The Australian government is planning to invest billions in budget giveaways to ease cost-of-living concerns for angry voters ahead of a May election, but consumer sentiment may already be too bleak for the scheme to succeed.
Treasurer Josh Frydenberg stunned experts by boosting a tax cut for 10 million low and middle income taxpayers that will affect bank accounts in July when he released his 2022/23 Budget on Tuesday.
One-time cash handouts to retirees, a temporary reduction in gasoline taxes, and the traditional pre-election infrastructure spending spree were also on the table.
“We’re giving temporary, targeted, and responsible cost-of-living assistance for Australians today in this budget,” Frydenberg said ahead of the budget’s delivery to reporters.
A tax windfall from shockingly high commodities export prices, paired with an unexpectedly healthy labour market, has helped support some of this generosity.
Despite this, the government will run a budget deficit of A$79.8 billion ($59.75 billion) in the fiscal year ending in June, with another A$78.0 billion in borrowing required in 2022/23.
With all of the previous rhetoric of surpluses jettisoned by the centre-right government, the red ink stretches out until 2025/26.
Forecasts for economic growth have been raised, and unemployment is expected to fall to 60-year lows of 3.75 percent this year. Wage growth was also expected to increase to a decade high, despite the fact that such forecasts are notoriously unreliable, having consistently overshot reality for years.
Prime Minister Scott Morrison‘s Liberal National coalition is hoping that all of this goodwill will help it regain ground in opinion surveys, where it is trailing the opposition Labor Party by a wide margin.
However, the bar is set high, since ANZ Bank’s recent consumer poll revealed that consumer sentiment on personal finances is at its lowest level since the pandemic’s peak in May 2020.
“Consumer confidence is very low given the strength of employment,” ANZ’s director of Australian economics David Plank said. “We believe this is clearly linked to concerns about cost-of-living pressures.”
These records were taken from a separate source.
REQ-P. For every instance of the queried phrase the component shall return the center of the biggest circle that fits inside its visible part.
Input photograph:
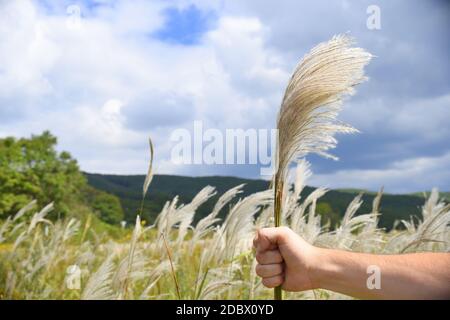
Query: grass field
(175, 258)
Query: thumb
(269, 238)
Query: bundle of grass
(312, 100)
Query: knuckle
(259, 257)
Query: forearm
(407, 276)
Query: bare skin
(285, 259)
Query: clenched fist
(285, 259)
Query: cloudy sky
(126, 70)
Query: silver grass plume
(312, 100)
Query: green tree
(31, 168)
(105, 205)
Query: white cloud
(415, 174)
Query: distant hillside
(164, 187)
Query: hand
(285, 259)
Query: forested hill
(164, 187)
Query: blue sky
(126, 70)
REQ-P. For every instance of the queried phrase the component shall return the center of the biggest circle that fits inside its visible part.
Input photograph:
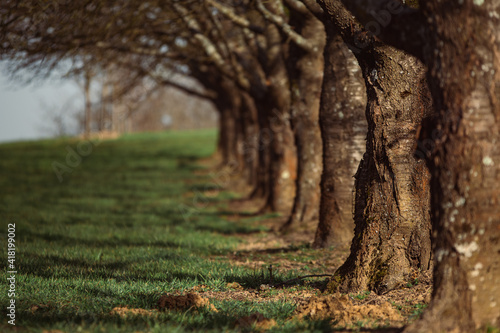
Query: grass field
(103, 231)
(111, 231)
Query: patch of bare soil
(184, 302)
(342, 310)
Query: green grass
(114, 233)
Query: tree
(343, 131)
(459, 43)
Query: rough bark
(88, 105)
(392, 222)
(464, 65)
(228, 103)
(462, 51)
(343, 131)
(306, 68)
(250, 144)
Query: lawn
(101, 236)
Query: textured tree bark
(278, 133)
(306, 68)
(228, 103)
(460, 43)
(250, 144)
(88, 104)
(343, 131)
(391, 214)
(464, 63)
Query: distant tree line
(405, 96)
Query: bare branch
(285, 27)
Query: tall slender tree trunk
(392, 203)
(88, 104)
(307, 68)
(277, 132)
(228, 103)
(251, 138)
(343, 130)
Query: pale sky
(23, 109)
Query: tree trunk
(88, 105)
(306, 70)
(343, 130)
(465, 71)
(251, 139)
(278, 132)
(228, 103)
(392, 203)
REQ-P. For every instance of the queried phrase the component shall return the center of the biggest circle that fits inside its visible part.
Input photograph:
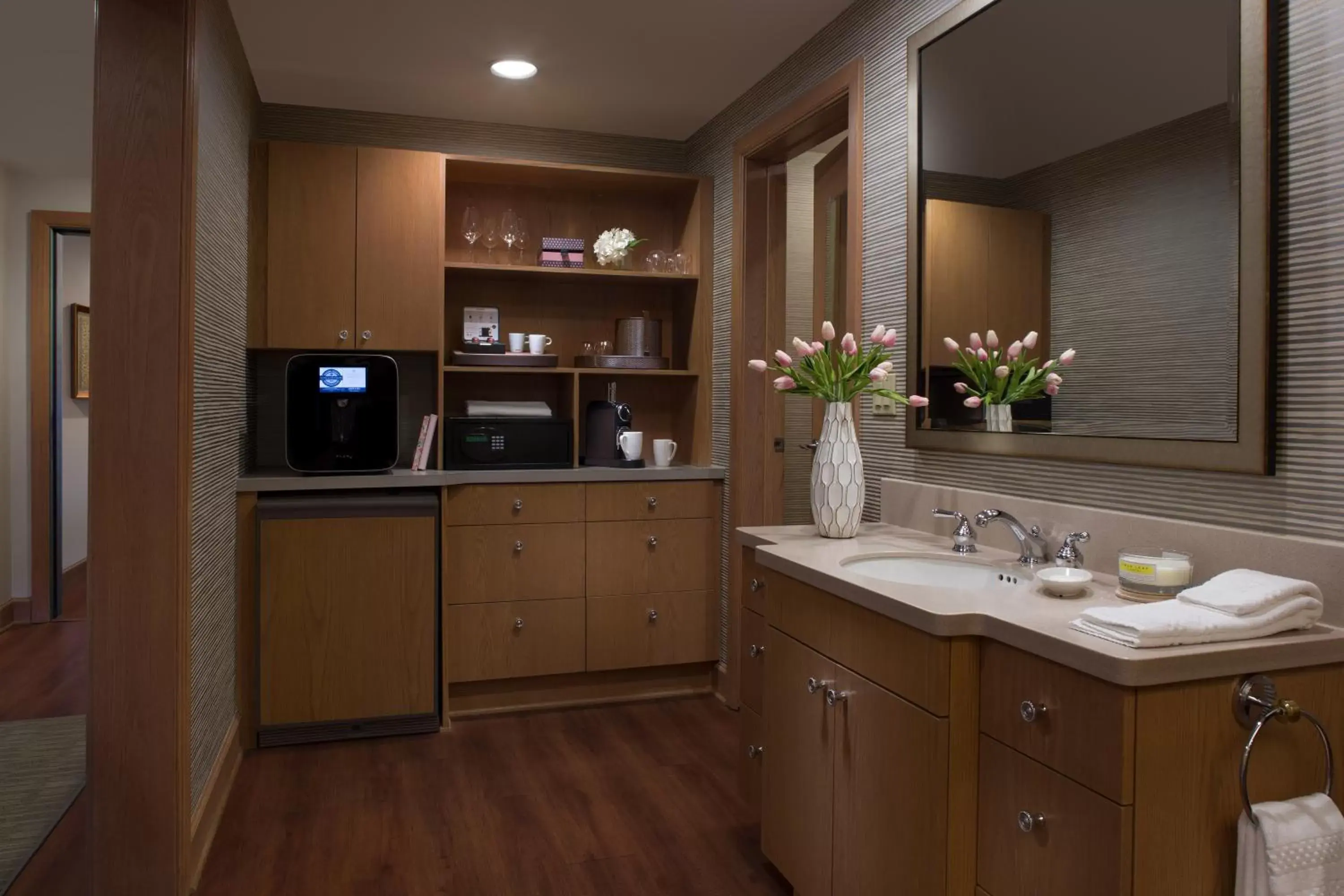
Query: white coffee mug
(663, 452)
(632, 445)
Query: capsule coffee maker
(605, 422)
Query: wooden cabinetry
(354, 248)
(346, 612)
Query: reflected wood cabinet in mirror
(1096, 182)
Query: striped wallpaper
(1307, 496)
(226, 116)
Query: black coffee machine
(605, 424)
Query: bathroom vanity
(965, 741)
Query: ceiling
(1029, 82)
(643, 69)
(46, 86)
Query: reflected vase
(999, 418)
(838, 489)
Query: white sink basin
(937, 573)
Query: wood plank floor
(635, 798)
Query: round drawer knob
(1030, 821)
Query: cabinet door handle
(1031, 711)
(1030, 821)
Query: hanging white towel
(1248, 591)
(1296, 851)
(1171, 622)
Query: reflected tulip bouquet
(838, 370)
(1004, 377)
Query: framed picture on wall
(78, 351)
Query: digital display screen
(342, 379)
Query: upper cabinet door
(400, 272)
(311, 246)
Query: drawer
(801, 612)
(909, 663)
(487, 641)
(503, 504)
(752, 656)
(651, 556)
(635, 630)
(652, 500)
(494, 563)
(1084, 845)
(1086, 730)
(753, 582)
(750, 742)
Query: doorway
(797, 229)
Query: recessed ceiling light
(514, 69)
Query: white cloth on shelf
(1242, 593)
(1171, 622)
(508, 409)
(1296, 851)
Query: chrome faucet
(964, 538)
(1031, 546)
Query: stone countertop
(291, 481)
(1023, 617)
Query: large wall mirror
(1093, 175)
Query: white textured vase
(999, 418)
(838, 476)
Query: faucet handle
(963, 538)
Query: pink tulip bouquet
(838, 371)
(1004, 377)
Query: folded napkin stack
(1296, 851)
(1237, 605)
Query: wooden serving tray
(623, 362)
(508, 359)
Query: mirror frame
(1253, 452)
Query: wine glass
(491, 237)
(471, 228)
(508, 232)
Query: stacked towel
(1233, 606)
(1297, 849)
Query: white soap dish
(1064, 582)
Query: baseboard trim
(15, 612)
(205, 820)
(468, 699)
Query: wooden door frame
(43, 229)
(796, 127)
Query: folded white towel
(1296, 851)
(508, 409)
(1246, 591)
(1171, 622)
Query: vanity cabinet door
(890, 793)
(797, 786)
“It will be fascinating to observe if the measures included in the Federal Budget enhance confidence.”
Consumers have been the engine of recovery, so keeping them satisfied is critical for the economy. Retail sales increased by 1.8 percent in February, according to data released on Tuesday, while bank card spending has kept up well in March.
A further problem is that growing inflation has prompted the Reserve Bank of Australia (RBA) to consider raising interest rates from their current record lows later this year, the first time since 2010.
Analysts warned that the Budget straddled a narrow line between offering too much near-term stimulus and increasing pressure on the RBA to act sooner.
A rise in borrowing costs would be unwelcomed by Australian homeowners, which are saddled with record levels of mortgage debt.